The Instagram Experiment and Results - peter_d_sherman
https://www.nevblog.com/1-the-instagram-experiment-and-results/
======
peter_d_sherman
Related Graphs:

[https://kopywritingkourse.com/social-media-
strategy/](https://kopywritingkourse.com/social-media-strategy/)

Excerpts:

"Also with my base content it keeps returning more and more traffic per month,
even if I don’t post much.

 _Whereas you can see my Instagram stats dropped by something like 60X less
when I didn’t post for about 10 days._ "

[...]

"I might spend 3 hours writing an article on my website today, but over the
course of time:

Day 1: People read it, even while I sleep.

Day 2: People read it and signup to the website, which builds my audience.

Day 3: From that article I can make 5+ social media posts, exposing the
content to different networks.

Day 10: The article starts to rank in Google, sending me more traffic.

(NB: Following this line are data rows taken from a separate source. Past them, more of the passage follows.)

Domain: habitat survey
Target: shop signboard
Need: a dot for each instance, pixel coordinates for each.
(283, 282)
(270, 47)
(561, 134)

Day 20: Someone links the article and sends their traffic to the article,
growing my audience.

Day 50: I am writing an article about something similar, and can reference
that old post and use content from it.

Day 100: Someone finds the article and shares it to their social media
following, growing my audience.

Day 500: I still get traffic, signup, and sales from 3 hours of work I did 500
days ago.

 _…basically that article works for me, and builds an asset I own._

This process happens with social networks too….you can definitely build an
asset on a platform.

 _However, the key difference is ultimately the social networks owns the
asset, not you._

Also as network popularity shifts, you lose much of that benefit.

 _But if Facebook, Instagram, LinkedIn, Pinterest, YouTube and Twitter have
the eyeballs of damn near every person on Earth…..then it’s worth playing
their game._ "